E' certo che le coltivazioni di coca in Peru' sono diminuite, dai 115 mila ettari del 1995 ai 32 mila ettari di oggi, che le coltivazioni boliviane sono calate dai 48 mila ettari del 1996 ai 14.600 di oggi. Ma in Colombia le semine si sono quintuplicate fino ad arrivare, nello stesso lasso di tempo, a 150 mila ettari. In altre parole, la produzione di coca e' la stessa di sempre, e abbiamo solo ottenuto che passasse da un Paese ad un altro.
Che impatto avranno gli ultimi avvenimenti in Peru' e in Bolivia sulla guerra antidroga di Bush?

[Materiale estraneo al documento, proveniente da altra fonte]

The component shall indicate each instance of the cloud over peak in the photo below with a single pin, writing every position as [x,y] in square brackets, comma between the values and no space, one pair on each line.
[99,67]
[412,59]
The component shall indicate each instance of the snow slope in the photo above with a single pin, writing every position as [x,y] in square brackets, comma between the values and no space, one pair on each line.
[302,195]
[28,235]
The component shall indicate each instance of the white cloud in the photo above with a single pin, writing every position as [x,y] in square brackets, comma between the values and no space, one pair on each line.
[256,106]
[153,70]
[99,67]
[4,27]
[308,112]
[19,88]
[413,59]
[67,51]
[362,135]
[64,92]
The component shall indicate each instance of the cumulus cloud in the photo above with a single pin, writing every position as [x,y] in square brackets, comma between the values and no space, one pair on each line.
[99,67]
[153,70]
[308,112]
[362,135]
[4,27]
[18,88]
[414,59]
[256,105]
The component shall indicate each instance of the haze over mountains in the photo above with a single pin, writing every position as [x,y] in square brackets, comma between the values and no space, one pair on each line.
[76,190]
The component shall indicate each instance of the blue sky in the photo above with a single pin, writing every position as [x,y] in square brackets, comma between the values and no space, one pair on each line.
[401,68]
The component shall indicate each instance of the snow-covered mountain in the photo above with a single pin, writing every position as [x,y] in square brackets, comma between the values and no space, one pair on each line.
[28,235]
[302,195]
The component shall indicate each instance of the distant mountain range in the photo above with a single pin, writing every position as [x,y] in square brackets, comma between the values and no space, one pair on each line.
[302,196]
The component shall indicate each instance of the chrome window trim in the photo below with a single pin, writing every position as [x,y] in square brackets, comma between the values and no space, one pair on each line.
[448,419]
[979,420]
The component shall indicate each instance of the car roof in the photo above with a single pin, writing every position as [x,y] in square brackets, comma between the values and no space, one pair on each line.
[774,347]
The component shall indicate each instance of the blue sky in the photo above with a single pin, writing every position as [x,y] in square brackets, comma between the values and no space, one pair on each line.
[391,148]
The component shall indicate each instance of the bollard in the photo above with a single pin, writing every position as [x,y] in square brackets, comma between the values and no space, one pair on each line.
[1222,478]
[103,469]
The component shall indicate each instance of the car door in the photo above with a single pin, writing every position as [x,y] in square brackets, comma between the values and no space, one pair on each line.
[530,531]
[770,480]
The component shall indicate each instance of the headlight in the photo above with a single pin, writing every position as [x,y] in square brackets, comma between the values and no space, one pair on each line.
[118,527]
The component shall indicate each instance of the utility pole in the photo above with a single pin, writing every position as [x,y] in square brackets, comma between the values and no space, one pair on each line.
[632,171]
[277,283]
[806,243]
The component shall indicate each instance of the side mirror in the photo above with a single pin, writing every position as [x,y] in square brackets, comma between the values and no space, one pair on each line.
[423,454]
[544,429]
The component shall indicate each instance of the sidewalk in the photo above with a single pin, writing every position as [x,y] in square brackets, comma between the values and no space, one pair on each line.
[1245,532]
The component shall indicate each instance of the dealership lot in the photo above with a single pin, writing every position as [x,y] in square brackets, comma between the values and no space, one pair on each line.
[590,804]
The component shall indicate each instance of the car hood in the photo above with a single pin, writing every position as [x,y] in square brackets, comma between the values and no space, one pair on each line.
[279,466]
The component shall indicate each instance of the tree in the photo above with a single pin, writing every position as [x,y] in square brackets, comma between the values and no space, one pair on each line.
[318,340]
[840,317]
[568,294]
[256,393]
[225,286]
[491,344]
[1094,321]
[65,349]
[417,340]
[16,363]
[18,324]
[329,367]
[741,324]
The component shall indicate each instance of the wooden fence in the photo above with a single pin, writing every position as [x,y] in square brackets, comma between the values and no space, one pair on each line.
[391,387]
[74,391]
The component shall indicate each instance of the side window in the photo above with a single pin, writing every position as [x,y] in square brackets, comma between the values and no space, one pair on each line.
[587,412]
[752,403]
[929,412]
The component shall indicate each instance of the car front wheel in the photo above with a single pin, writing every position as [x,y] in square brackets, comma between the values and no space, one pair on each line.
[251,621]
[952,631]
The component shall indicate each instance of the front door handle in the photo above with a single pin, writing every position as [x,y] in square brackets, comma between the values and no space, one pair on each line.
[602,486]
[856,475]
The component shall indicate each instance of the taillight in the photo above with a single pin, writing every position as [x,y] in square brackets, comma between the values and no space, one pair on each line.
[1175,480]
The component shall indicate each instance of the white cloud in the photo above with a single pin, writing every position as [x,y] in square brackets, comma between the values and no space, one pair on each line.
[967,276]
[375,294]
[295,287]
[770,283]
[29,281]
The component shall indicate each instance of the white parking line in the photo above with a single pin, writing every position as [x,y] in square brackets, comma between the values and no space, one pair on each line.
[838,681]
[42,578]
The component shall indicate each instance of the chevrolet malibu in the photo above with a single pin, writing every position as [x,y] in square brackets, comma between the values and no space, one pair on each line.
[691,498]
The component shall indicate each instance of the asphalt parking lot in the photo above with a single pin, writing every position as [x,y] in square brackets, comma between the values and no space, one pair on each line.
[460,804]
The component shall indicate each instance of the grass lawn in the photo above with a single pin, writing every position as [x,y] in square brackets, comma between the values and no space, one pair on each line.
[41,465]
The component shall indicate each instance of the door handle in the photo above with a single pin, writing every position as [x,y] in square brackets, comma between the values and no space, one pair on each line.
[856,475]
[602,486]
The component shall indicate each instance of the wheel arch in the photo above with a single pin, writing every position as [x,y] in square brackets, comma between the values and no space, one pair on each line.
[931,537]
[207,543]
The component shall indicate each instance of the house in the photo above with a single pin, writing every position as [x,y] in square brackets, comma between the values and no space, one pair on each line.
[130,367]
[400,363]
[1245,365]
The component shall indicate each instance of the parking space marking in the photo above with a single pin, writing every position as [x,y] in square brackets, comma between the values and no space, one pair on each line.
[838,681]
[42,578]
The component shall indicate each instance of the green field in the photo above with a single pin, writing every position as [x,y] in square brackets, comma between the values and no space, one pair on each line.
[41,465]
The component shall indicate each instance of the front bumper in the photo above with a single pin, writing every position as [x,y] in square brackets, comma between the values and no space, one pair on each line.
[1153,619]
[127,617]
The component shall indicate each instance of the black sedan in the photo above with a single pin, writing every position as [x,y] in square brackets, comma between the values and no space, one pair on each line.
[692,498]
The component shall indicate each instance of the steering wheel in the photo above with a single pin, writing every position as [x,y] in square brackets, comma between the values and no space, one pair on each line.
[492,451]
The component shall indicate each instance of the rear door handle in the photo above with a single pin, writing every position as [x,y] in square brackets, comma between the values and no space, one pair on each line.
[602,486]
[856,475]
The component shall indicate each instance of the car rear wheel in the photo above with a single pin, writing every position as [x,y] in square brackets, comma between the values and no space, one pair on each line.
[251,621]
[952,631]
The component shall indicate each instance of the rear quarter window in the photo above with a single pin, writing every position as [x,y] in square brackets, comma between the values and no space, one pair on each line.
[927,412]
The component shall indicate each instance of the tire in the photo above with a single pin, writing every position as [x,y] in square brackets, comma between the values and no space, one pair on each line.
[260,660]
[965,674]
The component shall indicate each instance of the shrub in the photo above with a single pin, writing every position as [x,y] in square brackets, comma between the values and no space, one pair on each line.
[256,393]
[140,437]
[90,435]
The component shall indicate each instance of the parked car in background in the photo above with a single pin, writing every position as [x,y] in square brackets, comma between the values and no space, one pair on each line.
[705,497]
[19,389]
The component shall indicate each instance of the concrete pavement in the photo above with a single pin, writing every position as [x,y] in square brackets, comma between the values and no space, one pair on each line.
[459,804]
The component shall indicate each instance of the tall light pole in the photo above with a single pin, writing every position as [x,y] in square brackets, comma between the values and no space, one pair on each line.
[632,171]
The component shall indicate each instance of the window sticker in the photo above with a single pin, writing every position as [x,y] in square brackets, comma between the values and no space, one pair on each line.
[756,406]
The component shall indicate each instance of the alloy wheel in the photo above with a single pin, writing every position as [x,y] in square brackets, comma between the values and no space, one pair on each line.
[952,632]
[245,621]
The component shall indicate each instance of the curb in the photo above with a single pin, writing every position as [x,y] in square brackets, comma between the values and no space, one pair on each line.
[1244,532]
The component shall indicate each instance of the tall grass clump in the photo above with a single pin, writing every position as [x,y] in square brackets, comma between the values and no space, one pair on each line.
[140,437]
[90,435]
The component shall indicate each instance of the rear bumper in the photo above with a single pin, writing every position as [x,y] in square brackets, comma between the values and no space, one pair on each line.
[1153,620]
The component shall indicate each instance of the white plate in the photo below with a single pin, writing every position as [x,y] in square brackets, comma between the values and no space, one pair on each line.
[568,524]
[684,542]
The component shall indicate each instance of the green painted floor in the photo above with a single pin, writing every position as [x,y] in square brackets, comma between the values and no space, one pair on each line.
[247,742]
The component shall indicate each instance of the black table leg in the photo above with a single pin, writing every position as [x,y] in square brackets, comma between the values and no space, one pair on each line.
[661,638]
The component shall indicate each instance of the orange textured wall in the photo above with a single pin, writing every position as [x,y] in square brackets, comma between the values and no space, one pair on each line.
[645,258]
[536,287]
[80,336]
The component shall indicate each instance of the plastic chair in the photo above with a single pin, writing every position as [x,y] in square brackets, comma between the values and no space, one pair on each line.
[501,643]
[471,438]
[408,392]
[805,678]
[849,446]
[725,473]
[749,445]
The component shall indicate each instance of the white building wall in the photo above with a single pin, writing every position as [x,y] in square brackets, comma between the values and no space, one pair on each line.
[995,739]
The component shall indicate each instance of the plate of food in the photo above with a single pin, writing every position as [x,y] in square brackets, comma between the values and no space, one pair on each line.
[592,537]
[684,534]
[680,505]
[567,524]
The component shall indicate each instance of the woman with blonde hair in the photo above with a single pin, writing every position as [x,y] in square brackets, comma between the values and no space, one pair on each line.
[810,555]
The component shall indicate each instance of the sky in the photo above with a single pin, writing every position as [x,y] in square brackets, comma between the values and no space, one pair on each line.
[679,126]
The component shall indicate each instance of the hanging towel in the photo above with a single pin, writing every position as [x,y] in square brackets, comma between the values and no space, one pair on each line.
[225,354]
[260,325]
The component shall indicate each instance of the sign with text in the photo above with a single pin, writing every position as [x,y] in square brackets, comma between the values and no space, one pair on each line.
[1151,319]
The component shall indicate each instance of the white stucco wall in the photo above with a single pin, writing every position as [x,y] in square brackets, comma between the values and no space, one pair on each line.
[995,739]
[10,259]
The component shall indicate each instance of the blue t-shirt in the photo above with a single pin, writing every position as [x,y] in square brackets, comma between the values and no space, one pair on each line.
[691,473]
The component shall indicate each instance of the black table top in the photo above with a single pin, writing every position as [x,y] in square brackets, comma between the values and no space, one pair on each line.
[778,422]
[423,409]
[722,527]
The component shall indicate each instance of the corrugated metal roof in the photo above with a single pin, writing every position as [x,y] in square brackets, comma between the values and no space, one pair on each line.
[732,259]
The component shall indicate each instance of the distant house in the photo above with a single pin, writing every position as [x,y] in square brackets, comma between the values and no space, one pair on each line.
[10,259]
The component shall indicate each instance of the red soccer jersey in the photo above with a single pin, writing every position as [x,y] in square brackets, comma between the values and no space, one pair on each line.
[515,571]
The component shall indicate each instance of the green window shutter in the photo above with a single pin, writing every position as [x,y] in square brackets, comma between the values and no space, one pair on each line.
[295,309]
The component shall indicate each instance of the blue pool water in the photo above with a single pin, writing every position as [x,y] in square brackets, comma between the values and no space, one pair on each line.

"Sono arretramenti, ma non direi che sono arretramenti gravi", mi ha detto Al Matano, uno dei piu' alti funzionari antidroga del Dipartimento di Stato Usa. "In Bolivia e in Peru' si e' raggiunta una drastica diminuzione delle coltivazioni di coca. Non credo che torneranno al livello degli anni 80, quando erano i maggiori produttori del mondo. Si sono fatti degli investimenti in questo ambito, che non vorranno perdere".
Puo' essere. Pero', chissa', che il motivo di ottimismo non sia un altro. Se gli ultimi eventi in Peru', Bolivia e Colombia servissero per convincere il Governo di Bush a concentrarsi di piu' nel ridurre il consumo di droghe negli Stati Uniti, che poi e' la chiave di tutto il problema, questi "fallimenti" della guerra antidroga potrebbero essere la miglior cosa che potrebbe essere accaduta."